3) While observing the changes in HBsAg levels, it is also necessary to see whether and to what extent the levels of HBeAg have decreased. For those who have no decrease or only a mild decrease in HBeAg levels at 24 weeks of treatment, it is also necessary to adjust the treatment strategy, not just to extend the course of treatment. Studies have shown that only 4% of patients with chronic hepatitis B treated with pegylated interferon a 2a alone who still had HBeAg levels >100 PEIU/ml at 24 weeks of treatment were able to obtain HBeAg serological conversion at 48 weeks of treatment.
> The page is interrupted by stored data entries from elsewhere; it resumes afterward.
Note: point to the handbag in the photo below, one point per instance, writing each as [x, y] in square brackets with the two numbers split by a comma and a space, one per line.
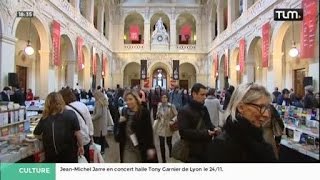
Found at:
[181, 148]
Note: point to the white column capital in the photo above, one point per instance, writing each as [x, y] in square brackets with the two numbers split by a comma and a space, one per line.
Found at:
[8, 39]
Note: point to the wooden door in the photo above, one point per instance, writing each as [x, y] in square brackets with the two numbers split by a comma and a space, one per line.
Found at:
[299, 75]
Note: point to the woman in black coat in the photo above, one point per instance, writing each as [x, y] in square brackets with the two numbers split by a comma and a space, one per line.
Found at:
[136, 133]
[242, 139]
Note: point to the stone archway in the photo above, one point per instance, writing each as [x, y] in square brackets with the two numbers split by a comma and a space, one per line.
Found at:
[254, 71]
[235, 75]
[32, 69]
[84, 73]
[68, 68]
[186, 29]
[131, 74]
[134, 22]
[221, 84]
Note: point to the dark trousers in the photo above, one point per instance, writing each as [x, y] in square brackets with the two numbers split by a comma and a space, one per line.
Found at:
[86, 152]
[163, 149]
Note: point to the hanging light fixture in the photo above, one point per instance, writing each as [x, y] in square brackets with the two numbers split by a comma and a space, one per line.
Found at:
[293, 52]
[29, 49]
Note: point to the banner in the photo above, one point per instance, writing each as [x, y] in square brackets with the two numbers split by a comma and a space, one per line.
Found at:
[185, 32]
[216, 64]
[241, 54]
[56, 43]
[94, 61]
[226, 63]
[134, 33]
[265, 44]
[143, 71]
[79, 53]
[308, 28]
[104, 64]
[175, 68]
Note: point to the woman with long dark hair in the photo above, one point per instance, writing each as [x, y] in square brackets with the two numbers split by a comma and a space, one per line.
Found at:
[136, 130]
[60, 132]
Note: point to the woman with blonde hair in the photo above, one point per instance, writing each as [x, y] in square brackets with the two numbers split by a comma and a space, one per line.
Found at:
[101, 119]
[242, 139]
[60, 131]
[136, 131]
[166, 116]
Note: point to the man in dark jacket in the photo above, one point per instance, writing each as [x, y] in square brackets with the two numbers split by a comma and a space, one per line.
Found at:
[18, 96]
[195, 125]
[309, 99]
[5, 94]
[227, 97]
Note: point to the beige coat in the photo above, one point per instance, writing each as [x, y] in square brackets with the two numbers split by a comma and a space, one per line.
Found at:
[101, 120]
[166, 114]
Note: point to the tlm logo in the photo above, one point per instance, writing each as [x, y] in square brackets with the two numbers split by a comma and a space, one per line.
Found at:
[288, 14]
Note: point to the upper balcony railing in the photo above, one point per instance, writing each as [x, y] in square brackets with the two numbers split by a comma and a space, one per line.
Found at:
[133, 47]
[81, 21]
[247, 16]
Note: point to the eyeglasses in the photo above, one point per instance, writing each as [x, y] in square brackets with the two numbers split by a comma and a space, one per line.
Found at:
[262, 108]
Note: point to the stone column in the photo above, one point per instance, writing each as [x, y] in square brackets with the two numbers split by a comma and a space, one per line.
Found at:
[108, 25]
[100, 17]
[220, 16]
[44, 68]
[147, 38]
[232, 11]
[98, 73]
[198, 34]
[212, 26]
[250, 72]
[76, 4]
[87, 77]
[173, 35]
[247, 4]
[90, 10]
[71, 66]
[278, 69]
[7, 58]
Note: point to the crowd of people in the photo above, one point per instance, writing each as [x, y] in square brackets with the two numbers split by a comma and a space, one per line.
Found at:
[67, 128]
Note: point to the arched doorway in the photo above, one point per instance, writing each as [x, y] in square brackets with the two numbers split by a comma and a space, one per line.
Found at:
[187, 75]
[134, 29]
[68, 67]
[255, 72]
[289, 72]
[84, 73]
[28, 66]
[131, 74]
[97, 76]
[222, 73]
[186, 29]
[235, 75]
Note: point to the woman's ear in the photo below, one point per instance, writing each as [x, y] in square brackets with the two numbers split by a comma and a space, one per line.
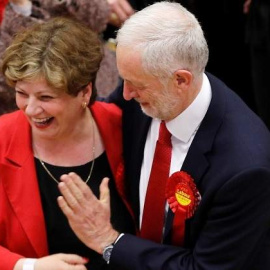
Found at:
[87, 91]
[182, 79]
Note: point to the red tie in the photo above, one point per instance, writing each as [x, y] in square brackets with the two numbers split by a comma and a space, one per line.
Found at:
[154, 207]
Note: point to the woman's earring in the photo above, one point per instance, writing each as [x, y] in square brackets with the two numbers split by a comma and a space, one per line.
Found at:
[84, 105]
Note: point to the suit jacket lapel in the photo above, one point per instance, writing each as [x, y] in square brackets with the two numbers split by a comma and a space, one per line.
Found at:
[22, 188]
[196, 163]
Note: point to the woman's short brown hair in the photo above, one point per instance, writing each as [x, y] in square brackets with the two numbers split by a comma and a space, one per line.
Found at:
[63, 51]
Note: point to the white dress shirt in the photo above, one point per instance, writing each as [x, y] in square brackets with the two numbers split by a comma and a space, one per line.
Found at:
[183, 129]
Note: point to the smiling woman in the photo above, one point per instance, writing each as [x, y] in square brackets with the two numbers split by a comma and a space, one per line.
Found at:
[59, 129]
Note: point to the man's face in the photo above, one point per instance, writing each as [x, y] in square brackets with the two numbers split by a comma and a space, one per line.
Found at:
[155, 99]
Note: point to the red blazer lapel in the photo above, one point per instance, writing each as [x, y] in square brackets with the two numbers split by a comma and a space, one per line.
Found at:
[21, 187]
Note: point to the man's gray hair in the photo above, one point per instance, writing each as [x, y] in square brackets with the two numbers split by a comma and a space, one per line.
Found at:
[169, 38]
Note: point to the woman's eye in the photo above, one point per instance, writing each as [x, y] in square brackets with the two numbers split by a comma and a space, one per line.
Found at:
[46, 97]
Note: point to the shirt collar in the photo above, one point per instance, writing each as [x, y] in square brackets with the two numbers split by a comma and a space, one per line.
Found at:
[187, 123]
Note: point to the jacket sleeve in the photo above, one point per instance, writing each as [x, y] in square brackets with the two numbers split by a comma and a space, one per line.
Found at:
[234, 236]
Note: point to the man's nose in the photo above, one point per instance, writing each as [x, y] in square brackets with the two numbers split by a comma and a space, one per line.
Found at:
[129, 92]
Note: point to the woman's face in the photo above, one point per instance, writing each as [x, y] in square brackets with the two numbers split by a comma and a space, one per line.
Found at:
[52, 114]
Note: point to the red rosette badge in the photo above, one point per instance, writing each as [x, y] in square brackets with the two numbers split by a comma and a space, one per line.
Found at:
[183, 198]
[182, 194]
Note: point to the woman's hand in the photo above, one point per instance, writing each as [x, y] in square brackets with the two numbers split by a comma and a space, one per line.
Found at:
[88, 216]
[57, 262]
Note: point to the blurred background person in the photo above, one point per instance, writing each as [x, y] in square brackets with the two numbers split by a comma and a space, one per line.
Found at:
[258, 39]
[58, 129]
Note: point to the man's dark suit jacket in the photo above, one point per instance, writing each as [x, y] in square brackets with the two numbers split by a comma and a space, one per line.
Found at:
[229, 160]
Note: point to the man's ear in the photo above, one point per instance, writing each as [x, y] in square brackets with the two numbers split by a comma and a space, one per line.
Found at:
[182, 79]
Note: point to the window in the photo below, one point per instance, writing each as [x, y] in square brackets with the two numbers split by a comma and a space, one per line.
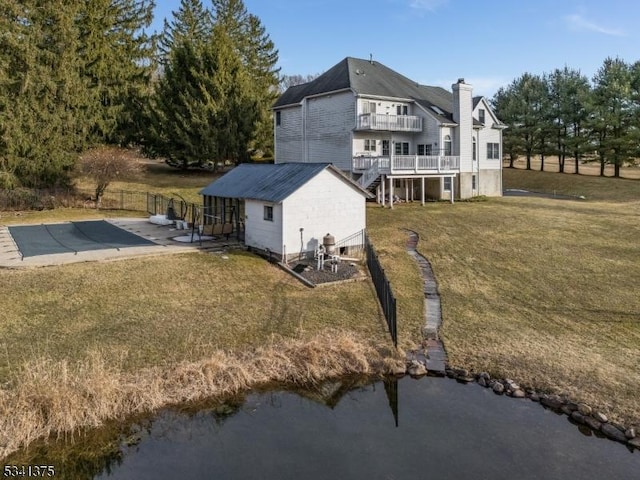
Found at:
[369, 107]
[385, 148]
[447, 145]
[369, 145]
[268, 213]
[493, 151]
[424, 149]
[402, 148]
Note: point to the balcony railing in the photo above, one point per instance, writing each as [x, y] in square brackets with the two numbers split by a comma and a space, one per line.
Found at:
[409, 164]
[389, 123]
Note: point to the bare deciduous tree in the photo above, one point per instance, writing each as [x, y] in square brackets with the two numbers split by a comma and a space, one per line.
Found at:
[105, 164]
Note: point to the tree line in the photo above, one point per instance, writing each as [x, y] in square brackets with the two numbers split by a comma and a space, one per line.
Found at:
[565, 115]
[77, 75]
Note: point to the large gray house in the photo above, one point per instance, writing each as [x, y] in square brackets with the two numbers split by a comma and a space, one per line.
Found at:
[399, 139]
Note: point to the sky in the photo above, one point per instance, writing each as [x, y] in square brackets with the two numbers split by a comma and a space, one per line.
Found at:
[489, 43]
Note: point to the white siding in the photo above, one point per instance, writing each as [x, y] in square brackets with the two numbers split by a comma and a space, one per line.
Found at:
[325, 204]
[488, 134]
[329, 122]
[261, 233]
[288, 135]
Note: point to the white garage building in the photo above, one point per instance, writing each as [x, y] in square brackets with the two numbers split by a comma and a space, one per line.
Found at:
[286, 209]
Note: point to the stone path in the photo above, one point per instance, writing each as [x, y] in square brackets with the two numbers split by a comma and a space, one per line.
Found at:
[436, 358]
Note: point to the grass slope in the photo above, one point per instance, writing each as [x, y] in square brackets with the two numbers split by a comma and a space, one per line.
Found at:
[542, 291]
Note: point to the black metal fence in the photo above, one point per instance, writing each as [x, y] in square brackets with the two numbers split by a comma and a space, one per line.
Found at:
[383, 289]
(4) For HBeAg-positive chronic hepatitis B patients, while observing the changes in HBsAg and HBeAg levels during treatment, the degree of matching between HBeAg levels and HBV DNA levels before treatment should also be analyzed, and patients with high HBV DNA levels and low HBeAg levels may have to be treated as HBeAg-negative patients to some extent, with more emphasis on HBsAg levels.
5) Extending treatment to 72 weeks does not mean treating to 72 weeks either, the duration of treatment is not the end point, but should depend on whether HBeAg serological conversion or HBsAg disappearance occurs. For pegylated interferon a 2a treatment if HBeAg serological conversion is not obtained, 96% of patients showed recurrence of HBV DNA after 1 year of discontinuation.
(6) During extended treatment, note that the efficacy enters a plateau, that is, no further decrease in HBeAg levels, especially HBsAg levels, as the course of treatment is extended. When there is no further decrease in HBsAg or HBeAg during extended treatment, it may have a similar meaning as no decrease at the beginning of treatment for 24 weeks, meaning that further extension of treatment will not improve the efficacy.
7) Although HBsAg disappearance is the ideal treatment endpoint, HBsAg serologic conversion should be pursued more because serologic conversion can more truly reflect HBsAg disappearance. In the recovery phase of acute hepatitis B, anti-HBs generally appear 2-3 months after HBsAg disappearance, therefore, even if HBsAg levels reach below the detection line, it is difficult to identify if there is no serologic conversion as “HBsAg below the detection limit” or “HBsAg disappearance”, therefore, it is important to pay attention to and pursue the production of anti-HBs and continue treatment under HBsAg reaching the detection line in order to achieve HBsAg serological conversion.
Summary.
The endpoint of antiviral therapy for chronic hepatitis B is a state of immune control of HBV, and the course of treatment for patients is determined by the time required to reach the endpoint of treatment. The judgment of the efficacy of patients in treatment should be based on a comprehensive analysis of the changes in HBV DNA, HBeAg levels and HBsAg levels, with HBV DNA reaching below the detection line being the basis for whether patients can reach the endpoint of treatment, and for patients in treatment with HBeAg and For patients whose HBeAg and HBsAg levels continue to decrease during treatment, the course of treatment should be extended to gradually pursue HBeAg serological conversion and HBsAg disappearance, and further pursue HBsAg serological conversion to achieve the ultimate goal of individual treatment for patients with chronic hepatitis B.